No es la responsabilidad cívica sino la decencia personal la que impone a los dirigentes políticos el deber fundamental de mantener una línea de pensamiento y acción medianamente coherente.

Solo en aquellas sociedades cimentadas sobre precarias bases morales se perdona alegremente a los políticos su falta de responsabilidad cívica, se premia -cuando debería castigarse- su falta de decencia personal y se archiva bajo un manto de indulgencia sus peores acciones pasadas.

A nadie debería sorprender, pues, que aquellos que en el pasado hicieron una contribución decisiva a la destrucción de nuestra política, aquellos que en su día no ahorraron esfuerzos por envilecer aún más nuestra ya de por sí precaria convivencia, pretendan aparecer hoy como los regeneradores de la política y como los supremos garantes del futuro.

Hay, de verdad, muy poco de novedoso en el esfuerzo de construir un 'consenso de cambios', después de que la mayoría de sus protagonistas ha dedicado casi toda su vida a negar ambas cosas (el consenso y el cambio) y buena parte de ellos ha trabajado activamente en su exitosa destrucción.

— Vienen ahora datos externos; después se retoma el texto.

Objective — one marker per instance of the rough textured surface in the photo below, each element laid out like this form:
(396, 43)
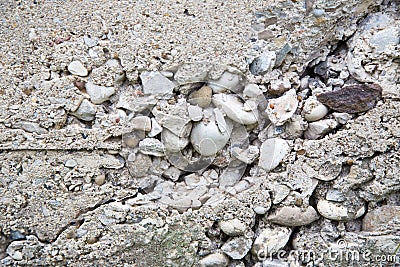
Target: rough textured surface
(352, 98)
(99, 101)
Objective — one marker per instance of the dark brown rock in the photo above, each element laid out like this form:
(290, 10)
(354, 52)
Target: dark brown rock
(382, 218)
(352, 98)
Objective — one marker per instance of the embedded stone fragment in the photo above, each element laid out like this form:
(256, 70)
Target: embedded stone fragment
(270, 241)
(281, 109)
(339, 211)
(207, 139)
(382, 218)
(235, 109)
(214, 260)
(314, 110)
(86, 111)
(201, 97)
(293, 216)
(352, 98)
(76, 68)
(152, 146)
(272, 152)
(154, 83)
(99, 94)
(232, 227)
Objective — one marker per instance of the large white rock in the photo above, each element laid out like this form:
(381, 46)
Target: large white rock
(235, 109)
(99, 94)
(154, 83)
(77, 68)
(272, 152)
(281, 109)
(207, 139)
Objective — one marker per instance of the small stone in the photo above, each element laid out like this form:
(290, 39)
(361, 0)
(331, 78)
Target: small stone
(155, 128)
(86, 111)
(172, 142)
(142, 123)
(172, 173)
(214, 260)
(99, 94)
(17, 256)
(320, 128)
(100, 179)
(280, 86)
(152, 146)
(139, 164)
(207, 139)
(130, 139)
(382, 218)
(252, 90)
(154, 83)
(70, 163)
(30, 127)
(234, 109)
(341, 118)
(201, 97)
(227, 82)
(339, 211)
(272, 152)
(195, 113)
(237, 247)
(270, 241)
(248, 155)
(314, 110)
(16, 236)
(233, 227)
(281, 109)
(352, 98)
(293, 216)
(263, 63)
(260, 210)
(76, 68)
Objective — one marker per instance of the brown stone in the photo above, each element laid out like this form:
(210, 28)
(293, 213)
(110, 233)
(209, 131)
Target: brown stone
(382, 218)
(352, 98)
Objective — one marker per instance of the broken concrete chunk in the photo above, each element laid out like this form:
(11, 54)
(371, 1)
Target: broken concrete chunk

La indecencia es la misma. Su valor ético, idéntico. Porque si el desprecio por el consenso y el abandono de los cambios de ayer estaba impulsado por la necesidad de satisfacer apetitos y ambiciones personales de riqueza y poder, la búsqueda del consenso de hoy y la declamada confianza en «los cambios» apunta en la misma dirección egoísta y disgregadora.

Ni con los unos ni con los otros

Pero la falta de decencia personal, que afea y lastra nuestra política doméstica, no es patrimonio exclusivo de aquellos para quienes el consenso (elemento central de cualquier gobierno político) es un valor relativo y adaptable a las circunstancias. Sus detractores padecen tres cuartos de lo mismo.

Unos olvidan que los que hoy gobiernan santificaron ayer (mediante una reforma constitucional que diseñaron a medida) los apetitos y ambiciones personales de riqueza y poder de los que persiguen ahora el 'consenso regenerador'. Otros olvidan que los actuales gobernantes, frente al desafío histórico del cambio, escogieron el camino de la satisfacción de los mismos apetitos y ambiciones personales de riqueza y poder; pero esta vez, de los propios.

El proyecto de «matar a la vieja política» utilizando para ello el mismo veneno ancestral que conocemos desde hace décadas, se ha vuelto -felizmente- en contra de sus impulsores; en contra de aquellos que soñaron con repoblar las instituciones con una nueva camada de políticos ambiciosos e inmorales, solo que más jóvenes.

La vieja política ha vuelto con fuerza y lo ha hecho por una sola razón: la solemne estupidez de la «nueva» política.

Por supuesto que es de lamentar que esta tardía e inesperada resurrección del noventismo devuelva a la arena política a personajes dañinos, a destructores de familias, a estafadores de parientes, a espíritus vencidos por el peso inexorable de la realidad, a fantasmas de la vida condenados a arrastrar sus pesadas cadenas por los húmedos sótanos de la vergüenza y la indignidad.

Pero también es lamentable que frente a ellos se alcen esos otros rencorosos jubilados a los que su inútil pasión por la historia y el pasado -su recortada memoria, en realidad- no les ha alcanzado ni les alcanzará jamás para lavar sus imperdonables pecados de egoísmo, de vanidad y de avaricia.

Se necesita cambio, se necesita consenso, se necesita una nueva política. ¡Qué duda cabe! Lo que no necesitamos es a esta gente perversa, que solo ha demostrado una tremenda capacidad de hacer daño, un talento poco común para pervertir las instituciones y volverlas inútiles, y una exquisita sensibilidad para vivir como reyes.

Y todo ello, en una sociedad que reclama a gritos acabar con la desigualdad social más clamorosa de que se tenga memoria en nuestra historia, y construir, al mismo tiempo, un sistema político justo, equilibrado y eficiente.